Her belly was full of sweet hay and Mr. Albert had dropped by a handful of fresh carrots which she loved. After months of shivering, the first sunshine had warmed her back, and furthermore, Toby had been pleasuring her nerves by scratching her skin with the end of a fine-toothed rake. The presence of the girl who had stood close to her, touched her, laid her cheek against hers, had reawakened all of the old memories and antagonisms and the desire to injure, but the graces of the day and the good things that had been happening to her transmuted her anger into whimsy.
Elephants are capable of a kind of twinkling humour. One sees it in their eyes sometimes and in the things they do, a kind of conscious enjoyment of absurdity. At Judy’s feet was a slight depression wherein had gathered a large pool of dirty water from the incessant rain of the night before. Into this pool Judy now dipped her trunk, sucked up what must have been a gallon or more, and then ai
ming her proboscis, as stiff and straight as any rifle, at Rose, blew it out at her in one explosive gust that caught her full in the face and covered her from head to foot.
Her hair was filled with it, her eyes half blinded, her cheeks streaked, her white blouse sodden and muddied, her skirt drenched, and she stood there momentarily stunned by the suddenness of the onslaught, to be greeted with roars of laughter, whoops and gales of it bursting from the members of the Walters family. And even Toby could not forbear a grin, though it was as much relief that events had taken this bizarre turn instead of something more serious, as at the sorry figure she cut.
But the laughter of the Walters, and particularly the women, was less amused than it was derisive, scornful, and filled with satisfaction and malice. Harry Walters was slapping his sides; the two boys were shouting; and Ma Walters chose the moment to spill over some of her accumulated venom. She came forward, her fat arms akimbo.
“That’s it, you little tramp,” she said. “Now you’ve got what you deserve. Dirt! That’s what you are—dirt all over! Now get out of here!”

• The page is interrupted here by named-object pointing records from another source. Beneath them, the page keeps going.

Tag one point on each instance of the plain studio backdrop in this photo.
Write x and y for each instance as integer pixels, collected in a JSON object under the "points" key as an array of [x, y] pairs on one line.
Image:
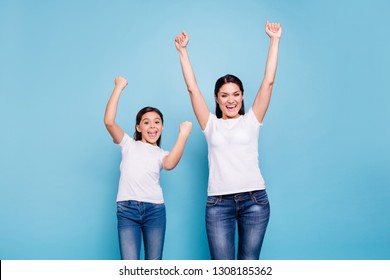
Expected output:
{"points": [[324, 146]]}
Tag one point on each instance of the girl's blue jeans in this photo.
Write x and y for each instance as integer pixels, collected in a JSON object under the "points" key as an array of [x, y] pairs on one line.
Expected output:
{"points": [[139, 221]]}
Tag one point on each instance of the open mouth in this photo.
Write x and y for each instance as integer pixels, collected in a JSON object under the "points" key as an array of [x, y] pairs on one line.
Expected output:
{"points": [[152, 134], [231, 108]]}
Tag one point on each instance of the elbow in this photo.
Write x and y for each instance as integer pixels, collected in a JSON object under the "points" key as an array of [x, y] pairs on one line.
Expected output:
{"points": [[108, 122], [169, 166]]}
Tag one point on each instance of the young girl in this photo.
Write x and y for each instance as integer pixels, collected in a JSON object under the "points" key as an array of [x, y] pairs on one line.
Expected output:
{"points": [[236, 189], [140, 203]]}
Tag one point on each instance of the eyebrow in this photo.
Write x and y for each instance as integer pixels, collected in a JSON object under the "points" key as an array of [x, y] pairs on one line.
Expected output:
{"points": [[148, 119], [222, 92]]}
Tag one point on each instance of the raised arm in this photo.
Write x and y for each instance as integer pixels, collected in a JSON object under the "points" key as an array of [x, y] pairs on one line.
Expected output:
{"points": [[199, 105], [173, 158], [113, 128], [263, 97]]}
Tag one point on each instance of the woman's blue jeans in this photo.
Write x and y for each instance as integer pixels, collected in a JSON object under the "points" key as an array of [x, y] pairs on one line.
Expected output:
{"points": [[141, 220], [249, 212]]}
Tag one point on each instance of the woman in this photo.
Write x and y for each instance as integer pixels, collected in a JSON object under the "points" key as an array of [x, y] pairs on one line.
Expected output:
{"points": [[236, 189]]}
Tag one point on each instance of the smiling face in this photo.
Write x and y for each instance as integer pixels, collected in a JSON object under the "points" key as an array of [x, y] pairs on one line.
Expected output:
{"points": [[150, 127], [229, 99]]}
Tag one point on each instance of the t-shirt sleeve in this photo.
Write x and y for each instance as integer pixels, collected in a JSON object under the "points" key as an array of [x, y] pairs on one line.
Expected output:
{"points": [[126, 142], [209, 123], [252, 116]]}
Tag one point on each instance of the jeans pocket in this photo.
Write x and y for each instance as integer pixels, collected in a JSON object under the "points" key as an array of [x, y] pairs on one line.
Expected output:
{"points": [[212, 201], [121, 206], [260, 197]]}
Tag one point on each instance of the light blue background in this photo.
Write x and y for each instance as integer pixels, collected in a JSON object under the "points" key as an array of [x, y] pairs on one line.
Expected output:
{"points": [[324, 146]]}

Toby said, “Oh, for Christ’s sake, shut up, Ma!” He was still nervously shaken by the nearness of the thing or he would never have spoken to his mother as he did. But he was also momentarily touched by the forlorn ridiculousness of the drenched girl, sneezing, coughing, trying to rub the mud out of her eyes, and he felt impelled to shout at her too. “Don’t you understand, you bloody little fool? You might’ve been killed!”
There was then nothing for Rose to do but weep hot and miserable tears of anger and frustration. She had an adequate supply of gutter language and curses that she could have loosed upon them, but this did not seem to be an answer to what had happened. She was too thoroughly sullied and humiliated. She was not capable at that moment of conscious ratiocination, yet it seemed as though when she had tried to step across the line of demarcation into the glowing cleanliness, the shining youth and health of Toby and his family, she had been hurled back into the squalor from which she had come. Thus she had only tears to give, and shedding them she turned and walked away.